Drink with pull pork taco's
Drink till 2015
Screwcap 13.5%v/v $30 Seddon Wine Store
Tuesday, February 5, 2013
Drink with grilled eggplant and lamb back strap
Drink till 2019
Quality cork 13%v/v $30 Seddon Wine Store
I met Bill the first day I worked up at Bindi in February 2005. It was actually February 21st, a Monday; up until recently I have kept a short journal on every day I have worked in a vineyard/cellar going back to Champagne in 1997. My arrival to the vineyard was about 15 minutes late, which meant Michael and Kelvin were up the top of Block K. After parking my car I ventured to the winery where I first met Bill. An imposing man, Bill stood quite a few inches north of six feet tall, and for anyone who knows me they will know that I stand quite a few inches south of six feet, so yes, imposing. After introductions were made Bill and I walked up to the top of Block K, which effectively is the top of the property. In that 5 minute walk Bill pretty much explained why Chardonnay and Pinot Noir were the only varieties planted in the six hectares at Bindi; integrity to variety, in so much as treat the grape right and it will treat you right. He said this with a smile and a short giggle as we approached Michael and Kelvin. I will always remember that.
Over the past eight years I have been travelling up the Calder Highway on a sort of regular and irregular basis. Be it vintage or general vineyard and cellar work to bottling and pruning, Bill was a regular presence. And it was bottling that I think Bill really enjoyed, for it was a time where friends and family of Bindi would gather to share duties around the bottling line. Over the years the bottling line has changed quite a lot. These days there is an efficient factory line energy where few surprises occur along the way. In past it has been a little skew-if, so much so I had to measure the ullage of the bottled wine with callipers to make sure there was enough wine in the bottles. And the one constant through all of this was Bill Dhillons smile and gentle laugh. He put everyone at ease. And with every bottling run we would sit down at the end and feast on a late lunch or early dinner prepared by Wendy.

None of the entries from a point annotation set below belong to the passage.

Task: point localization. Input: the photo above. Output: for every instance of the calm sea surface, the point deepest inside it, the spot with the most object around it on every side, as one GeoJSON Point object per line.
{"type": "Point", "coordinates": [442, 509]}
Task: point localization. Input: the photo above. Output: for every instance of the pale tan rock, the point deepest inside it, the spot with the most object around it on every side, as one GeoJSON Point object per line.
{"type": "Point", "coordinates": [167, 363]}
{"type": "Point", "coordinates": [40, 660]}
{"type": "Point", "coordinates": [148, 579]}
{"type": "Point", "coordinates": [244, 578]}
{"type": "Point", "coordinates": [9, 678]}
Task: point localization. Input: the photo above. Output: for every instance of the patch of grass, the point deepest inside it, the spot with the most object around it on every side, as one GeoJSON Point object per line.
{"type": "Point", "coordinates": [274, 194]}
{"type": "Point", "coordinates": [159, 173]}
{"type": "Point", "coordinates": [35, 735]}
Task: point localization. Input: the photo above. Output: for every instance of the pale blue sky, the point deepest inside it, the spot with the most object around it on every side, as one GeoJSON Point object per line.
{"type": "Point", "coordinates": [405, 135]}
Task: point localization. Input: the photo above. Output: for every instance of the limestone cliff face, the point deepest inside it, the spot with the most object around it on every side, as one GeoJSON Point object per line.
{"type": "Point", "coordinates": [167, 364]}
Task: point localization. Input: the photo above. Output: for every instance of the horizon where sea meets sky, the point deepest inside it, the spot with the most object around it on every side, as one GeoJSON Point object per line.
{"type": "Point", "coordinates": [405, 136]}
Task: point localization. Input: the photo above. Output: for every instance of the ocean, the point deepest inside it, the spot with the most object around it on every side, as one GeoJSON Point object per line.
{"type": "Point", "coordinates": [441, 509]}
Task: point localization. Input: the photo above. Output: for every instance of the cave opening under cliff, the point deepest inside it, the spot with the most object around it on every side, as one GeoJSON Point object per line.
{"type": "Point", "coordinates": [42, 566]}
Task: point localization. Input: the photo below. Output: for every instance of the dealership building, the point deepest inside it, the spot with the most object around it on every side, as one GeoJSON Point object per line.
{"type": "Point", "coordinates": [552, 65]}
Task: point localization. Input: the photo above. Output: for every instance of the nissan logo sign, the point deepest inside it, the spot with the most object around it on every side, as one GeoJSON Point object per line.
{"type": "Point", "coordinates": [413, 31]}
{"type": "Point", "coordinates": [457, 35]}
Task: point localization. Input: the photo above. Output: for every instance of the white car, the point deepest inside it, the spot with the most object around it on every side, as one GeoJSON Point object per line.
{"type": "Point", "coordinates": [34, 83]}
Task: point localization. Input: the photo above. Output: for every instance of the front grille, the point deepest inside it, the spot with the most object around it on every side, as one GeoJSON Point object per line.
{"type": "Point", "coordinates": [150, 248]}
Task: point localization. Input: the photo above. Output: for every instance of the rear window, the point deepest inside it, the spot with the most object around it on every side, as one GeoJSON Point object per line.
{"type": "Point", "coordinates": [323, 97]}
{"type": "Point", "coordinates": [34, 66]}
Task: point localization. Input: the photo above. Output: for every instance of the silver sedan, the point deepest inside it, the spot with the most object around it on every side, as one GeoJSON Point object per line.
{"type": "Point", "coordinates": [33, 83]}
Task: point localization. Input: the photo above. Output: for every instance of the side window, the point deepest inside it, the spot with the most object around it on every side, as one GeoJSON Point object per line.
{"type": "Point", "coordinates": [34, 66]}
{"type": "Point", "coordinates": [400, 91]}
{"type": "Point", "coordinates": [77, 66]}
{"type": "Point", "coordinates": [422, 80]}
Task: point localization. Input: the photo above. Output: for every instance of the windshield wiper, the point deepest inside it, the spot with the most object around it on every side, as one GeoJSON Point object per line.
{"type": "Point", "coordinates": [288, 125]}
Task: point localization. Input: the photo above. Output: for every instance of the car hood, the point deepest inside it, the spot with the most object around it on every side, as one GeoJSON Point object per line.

And with every meal Bill and Michael were always generous with wine with a selection of just bottled and back vintage wines. So with every glass toped up, Bill would always sing the praise of the wine and pass comment on what he thought and then would ask others what they thought; it seemed every new glass was the best Bill had ever seen - there was never an ill word or excuse from Bill about Bindi, or for any other wine we would share at these meals. This was not Bills style.
One of the last times I saw Bill was mid December last year. Paul and I had been working in Block 1, and with the aid of my weather app it was decided that we head up to the winery - fast. We had just made it to the winery when the heavens opened. And boy did they open. In just under 15 minutes the rain gauge received 17mm; thats a lot. It was a warm day to start with so after the rain had stopped Paul and I ventured back down to Block 1. On the way we passed Bill on his veranda where we stopped for a chat. As always we were greeted with a smile. As we looked to the north we noticed that above the tree lines were thick billows of steam. I remarked on this, and instead of saying this was normal and he had seen this before, Bill smiled and chuckled and commented that he had never seen that before. What a sight was what he said.
Farewell Bill and rest in peace. You will be missed and I am sorry that I have lost a friend.